Early morning salt pan.  The salt is raked up into cones by one crew, and picked up and hauled by wheelbarrow to a large pile near the highway for transportation.

The salt workers were working hard at first light to get as much done before the blistering heat to come.

Scooping heavy, damp salt.

Loading the wheelbarrow for another trip to the highway.

Another load full to wheel out . . .

 . . . and then back again in an endless loop of scoop, haul, return, scoop . . .

Marvelous patterns of salt cones in the morning magic hour light.
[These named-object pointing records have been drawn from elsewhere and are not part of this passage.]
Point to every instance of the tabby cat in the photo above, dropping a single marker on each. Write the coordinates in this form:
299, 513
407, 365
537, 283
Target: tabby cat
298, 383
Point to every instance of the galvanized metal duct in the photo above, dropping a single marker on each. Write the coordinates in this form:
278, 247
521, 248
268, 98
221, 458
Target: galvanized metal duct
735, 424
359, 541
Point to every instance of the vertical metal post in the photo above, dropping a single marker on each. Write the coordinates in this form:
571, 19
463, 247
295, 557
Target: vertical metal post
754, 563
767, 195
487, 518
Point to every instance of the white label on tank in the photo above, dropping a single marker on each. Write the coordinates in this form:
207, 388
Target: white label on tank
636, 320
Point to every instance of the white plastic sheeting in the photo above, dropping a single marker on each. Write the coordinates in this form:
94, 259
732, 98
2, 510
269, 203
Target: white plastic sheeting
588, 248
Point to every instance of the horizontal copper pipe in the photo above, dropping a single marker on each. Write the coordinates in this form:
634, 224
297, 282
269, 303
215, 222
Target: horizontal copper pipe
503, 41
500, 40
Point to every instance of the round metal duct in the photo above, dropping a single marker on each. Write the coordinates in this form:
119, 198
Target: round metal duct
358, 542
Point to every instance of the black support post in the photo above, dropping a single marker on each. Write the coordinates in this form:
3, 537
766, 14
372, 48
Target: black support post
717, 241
A kindly looking salt worker on a hammock.

Obey. Indeed.
Meanwhile, in another salt pan down the road . . .

After an hour at the sunrise pans, we drove a kilometer up the road and found a big crew out in a damp pan raking the salt into the cones.  Hard work in the morning sun.

Hard at work while standing in supersaturated salt water.

Such a photogenic scene . . . especially when the salt workers pose for you!!!

Windmills, salt, humanity, reflections . . .

Having a chat while working . . . 

The salt workers seemed to know each other well . . . it's more enjoyable to work while sharing a joke with your friends.

Home made crude scrapers for piling the salt into cones.

Moving  and placing heavy planks for the wheelbarrows that will come to remove the salt from the pans.

Protection from the sun . . . .

Extreme sun protection . . . it must be very hot under that hood in this oppressive heat and humidity.

The is much to see in the area, so we moved on . . .

Rural roads are few and far between - valuable land is not used up for roads.  As such, the roads that do exist serve for arterials for power, phone, and water.  This is Thai local highway 2001.

In the next salt pan, baskets were used to collect a special salt from the surface.

Ongoing salt harvesting.

I love these amazing contraptions . . . used to flatten the pans after the salt has been removed.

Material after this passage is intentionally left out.